Tak hanya itu, polisi juga menangkap Muhamad Amir Muksin, 29, yang diduga sebagai admin grup WhatsApp STM se-Jabodetabek, KS, 16, sebagai admin grup SMK-STM se-Jabodetabek, dan Dian Affandi (32) yang diduga sebagai admin grup SMK-STM.
"Semua diamankan di masing-masing Polres. (Polres) Garut, Bogor, Subang, Malang. Kecuali kreator (Robbyansyah) diamankan di Direktorat Siber (Bareskrim Polri)," beber Ricky.
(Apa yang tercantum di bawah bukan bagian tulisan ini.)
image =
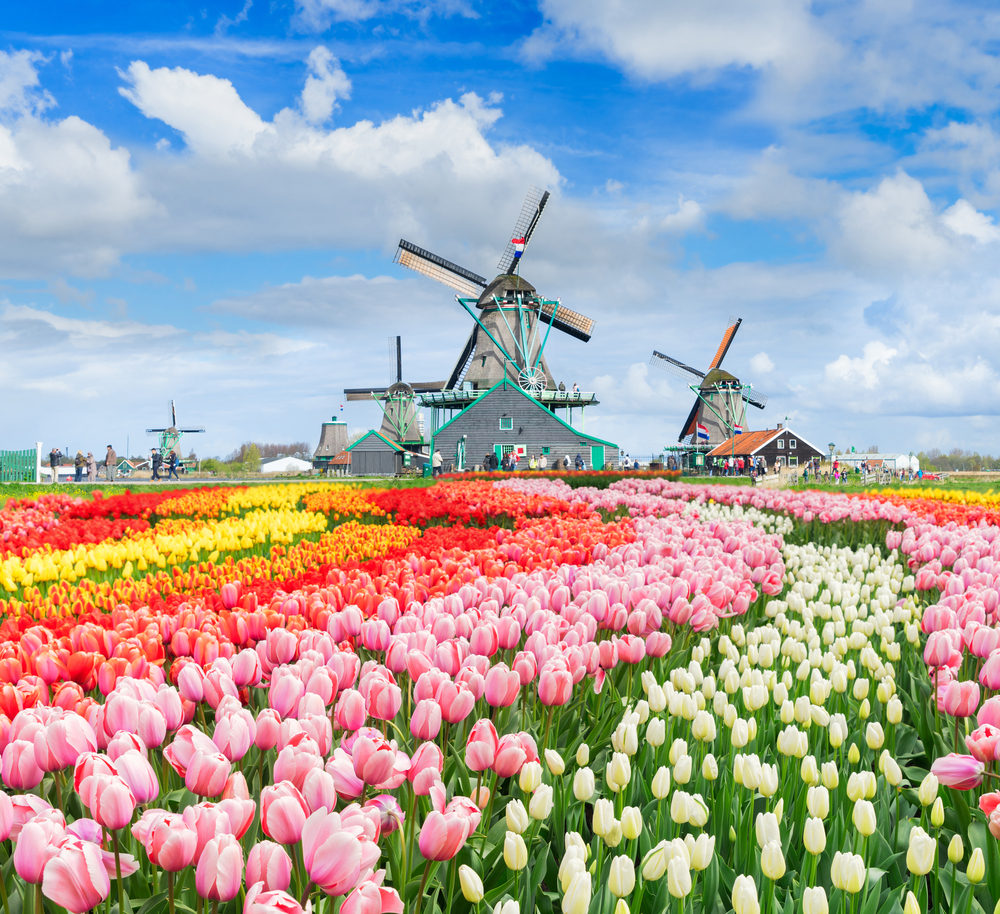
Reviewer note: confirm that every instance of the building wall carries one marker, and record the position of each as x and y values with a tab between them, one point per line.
534	427
373	457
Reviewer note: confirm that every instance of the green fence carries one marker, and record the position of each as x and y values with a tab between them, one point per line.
17	466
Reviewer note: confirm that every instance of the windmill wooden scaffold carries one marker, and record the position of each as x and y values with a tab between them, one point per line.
719	409
506	341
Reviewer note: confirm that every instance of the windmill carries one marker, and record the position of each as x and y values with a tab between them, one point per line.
170	437
719	409
506	342
400	421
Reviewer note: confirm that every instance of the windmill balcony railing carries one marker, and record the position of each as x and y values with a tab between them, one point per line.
567	398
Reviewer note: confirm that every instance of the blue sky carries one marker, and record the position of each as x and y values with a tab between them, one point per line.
201	201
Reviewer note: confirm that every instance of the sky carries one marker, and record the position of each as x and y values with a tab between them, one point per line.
201	202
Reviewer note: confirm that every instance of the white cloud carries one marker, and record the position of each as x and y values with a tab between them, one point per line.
325	84
761	363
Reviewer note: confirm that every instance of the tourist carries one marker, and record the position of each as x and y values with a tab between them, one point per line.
55	455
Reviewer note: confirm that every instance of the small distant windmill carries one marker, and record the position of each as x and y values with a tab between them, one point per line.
505	341
719	409
169	438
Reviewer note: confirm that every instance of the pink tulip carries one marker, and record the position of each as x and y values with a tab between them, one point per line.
219	874
334	857
109	800
135	771
18	767
963	772
36	845
75	878
426	767
510	756
443	836
184	745
961	698
373	759
426	720
207	773
283	812
170	842
207	820
270	865
259	901
481	747
555	687
351	712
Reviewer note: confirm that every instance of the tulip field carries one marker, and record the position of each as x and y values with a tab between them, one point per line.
500	696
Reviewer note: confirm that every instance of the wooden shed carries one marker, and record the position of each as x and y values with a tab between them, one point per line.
507	419
373	455
777	445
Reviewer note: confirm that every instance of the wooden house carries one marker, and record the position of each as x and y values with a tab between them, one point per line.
373	455
781	446
507	419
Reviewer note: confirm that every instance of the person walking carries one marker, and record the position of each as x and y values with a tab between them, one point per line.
110	464
55	455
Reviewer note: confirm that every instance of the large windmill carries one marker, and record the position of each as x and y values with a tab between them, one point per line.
507	339
719	409
169	438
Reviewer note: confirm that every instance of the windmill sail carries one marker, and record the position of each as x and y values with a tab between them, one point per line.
531	211
465	282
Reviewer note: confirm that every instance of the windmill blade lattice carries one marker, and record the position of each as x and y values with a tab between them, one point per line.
534	203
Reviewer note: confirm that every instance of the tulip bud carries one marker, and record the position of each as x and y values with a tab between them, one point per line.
472	885
631	822
814	836
515	853
661	782
516	817
976	869
956	849
583	784
621	878
541	803
554	762
928	790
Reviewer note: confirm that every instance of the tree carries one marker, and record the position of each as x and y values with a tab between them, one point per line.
251	462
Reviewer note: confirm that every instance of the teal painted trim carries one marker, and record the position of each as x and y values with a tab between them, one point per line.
391	444
533	402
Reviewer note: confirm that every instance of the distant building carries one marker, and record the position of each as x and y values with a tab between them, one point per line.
506	419
778	445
Ricky menjelaskan para pelaku juga mengunggah jejaring grup itu ke beberapa media sosial lainnya. Seperti WhatsApp story, Facebook, Twitter, dan Instagram. "Apabila link tersebut di-klik, jadilah member. Keseluruhan member hampir 200 lebih," kata dia.
Polisi turut menyita barang bukti berupa ponsel dan tangkapan layar dari masing-masing pelaku. "Khusus para kreator, (dikenakan) pasal tindak pidana provokasi 160 KUHP, (ancaman) enam tahun penjara," kata dia.